HiddenLayer on Tuesday formed its new Synaptic Adversarial Intelligence (SAI) team to raise awareness surrounding the threats facing machine learning (ML) and artificial intelligence (AI) systems.
The SAI aims to educate data scientists, MLDevOps teams, and cyber security pros on how to evaluate the vulnerabilities and risks associated with ML/AI so they can make more security-conscious implementations and deployments.
Tom Bonner, senior director of adversarial machine learning research at HiddenLayer, pointed out that until recently, most adversarial ML/AI research has focused on the mathematical aspect, making algorithms more robust in handling malicious input. Now, security researchers are exploring ML algorithms and how models are developed, maintained, packaged, and deployed, hunting for weaknesses and vulnerabilities across the broader software ecosystem.
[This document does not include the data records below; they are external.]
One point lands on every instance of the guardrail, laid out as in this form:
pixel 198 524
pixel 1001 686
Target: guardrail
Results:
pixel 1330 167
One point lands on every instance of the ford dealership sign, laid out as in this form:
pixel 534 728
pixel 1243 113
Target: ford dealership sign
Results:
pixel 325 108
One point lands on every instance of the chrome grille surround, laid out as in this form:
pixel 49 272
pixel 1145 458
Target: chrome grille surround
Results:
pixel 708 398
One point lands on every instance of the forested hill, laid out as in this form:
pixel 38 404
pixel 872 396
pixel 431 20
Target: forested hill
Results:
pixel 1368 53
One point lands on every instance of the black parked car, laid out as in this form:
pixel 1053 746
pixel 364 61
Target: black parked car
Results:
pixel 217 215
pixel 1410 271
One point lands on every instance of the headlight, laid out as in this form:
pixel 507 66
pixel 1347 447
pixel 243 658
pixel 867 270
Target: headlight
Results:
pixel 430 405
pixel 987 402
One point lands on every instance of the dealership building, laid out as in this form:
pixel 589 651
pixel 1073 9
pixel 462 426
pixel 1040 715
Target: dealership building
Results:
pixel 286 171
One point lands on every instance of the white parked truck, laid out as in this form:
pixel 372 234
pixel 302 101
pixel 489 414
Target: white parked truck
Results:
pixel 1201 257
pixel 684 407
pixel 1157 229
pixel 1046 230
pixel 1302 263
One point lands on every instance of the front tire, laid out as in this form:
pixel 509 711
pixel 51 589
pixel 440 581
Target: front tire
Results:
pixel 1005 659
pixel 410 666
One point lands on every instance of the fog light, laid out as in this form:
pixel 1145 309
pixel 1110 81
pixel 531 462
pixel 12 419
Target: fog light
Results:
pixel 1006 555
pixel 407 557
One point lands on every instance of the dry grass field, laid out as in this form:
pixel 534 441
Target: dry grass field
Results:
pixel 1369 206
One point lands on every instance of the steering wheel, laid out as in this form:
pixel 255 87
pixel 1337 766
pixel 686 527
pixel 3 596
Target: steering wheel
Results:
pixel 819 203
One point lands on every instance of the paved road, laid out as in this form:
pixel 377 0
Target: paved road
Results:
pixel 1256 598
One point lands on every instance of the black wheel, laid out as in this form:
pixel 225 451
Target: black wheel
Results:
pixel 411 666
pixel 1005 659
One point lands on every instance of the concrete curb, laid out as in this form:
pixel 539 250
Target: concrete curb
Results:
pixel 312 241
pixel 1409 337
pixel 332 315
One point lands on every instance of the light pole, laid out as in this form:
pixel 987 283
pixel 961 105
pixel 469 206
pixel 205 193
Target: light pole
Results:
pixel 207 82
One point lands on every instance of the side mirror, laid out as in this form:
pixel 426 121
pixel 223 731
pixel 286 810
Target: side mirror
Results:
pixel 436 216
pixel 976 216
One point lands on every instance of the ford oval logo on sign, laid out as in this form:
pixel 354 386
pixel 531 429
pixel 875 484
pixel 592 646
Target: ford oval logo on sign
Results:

“Alongside our commitment to increasing awareness of ML security, we will also actively assist in the development of countermeasures to thwart ML adversaries through the monitoring of deployed models, as well as providing mechanisms to allow defenders to respond to attacks,” said Bonner. “There has been a tremendous effort from several organizations, such as MITRE and NIST, to better understand and quantify the risks associated with ML/AI. We look forward to working alongside these industry leaders to broaden the pool of knowledge, define threat models, drive policy and regulation, and most critically, prevent attacks.”
Mike Parkin, senior technical engineer at Vulcan Cyber, added that AI in its many forms has become ubiquitous in everything from entertainment to security. Unfortunately, until fairly recently, Parkin said security for the AI systems themselves has usually been an afterthought at best.
“But there are a whole range of attacks against AI that are often overlooked, from manipulating the AI’s results to attacking the host systems,” Parkin said. “That’s not even counting cases where threat actors use machine learning algorithms of their own to develop their attacks. This is a welcome development and, used in conjunction with other tools and a solid risk management program, should help tighten security in the space.”